The Security Services
MI5 (Security Services) deals with domestic counter-intelligence and security and MI6 with (Special Intelligence Services) intelligence from across the world. The Home Secretary is responsible for MI5 and the Foreign Secretary for MI6, although effective political control and parliamentary scrutiny has often been an issue.
The Church of England
This is mostly independent but is an established church. The Prime Minister appoints the two Archbishops and the Bishops. The Prime Minister received two names and could choose either – Mrs. Thatcher vetoed the Church’s preferred candidate for the Bishop of Birmingham as too left-wing. Gordon Brown changed the system so that the Church would only give the Prime Minister one name.

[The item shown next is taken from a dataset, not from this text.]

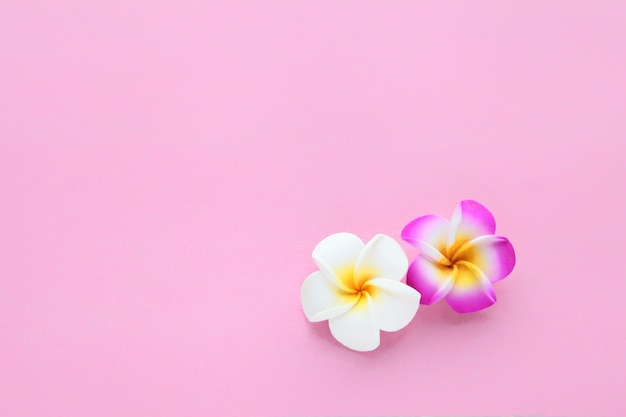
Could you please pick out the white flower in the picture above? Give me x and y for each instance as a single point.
(358, 289)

Parliament has to approve the Church’s Book of Common Prayer and Bishops sit in the House of Lords. The Church of Scotland is also an established church but has no bishops or compulsory prayer book and the 1921 Act made it independent of political control. The Church of England in Wales was disestablished in 1920 so there are no Welsh Bishops in the House of Lords.
In Presidential systems the President’s office is clearly a government department with the President’s powers defined in the constitution.
The Queen, metaphorically speaking, rather hovers above the State as, in Britain, the medieval notions of all land being held by permission of the Crown and the population as subjects of the Queen has never been replaced by a written Constitution. In a practical sense, the Monarchy has various links to the Core Executive:-
The Queen appoints the Prime Minister. This is normally formal but in some instances such as the appointment of Ramsay MacDonald in 1931 and Sir Alec Douglas-Home in 1963, there has been controversy
The Queen meets the Prime Minister weekly to be consulted and give her views on government policy. The content of these meetings have never been revealed by PMs, not even in their memoirs.
The Queen has to sign Acts of Parliament although it is a convention that she never refuses. The Government is also able to make decisions, including a declaration of war and bringing into being the new system of press regulation, under the Queen’s authority through an Order in Council. Ministers meet as the Privy Council and the Queen then signs the Orders they have decided on.
The Queen’s Private Secretary is the key link between the Government and the Monarch, and with the Military and the Church and provides advice on political and constitutional issues.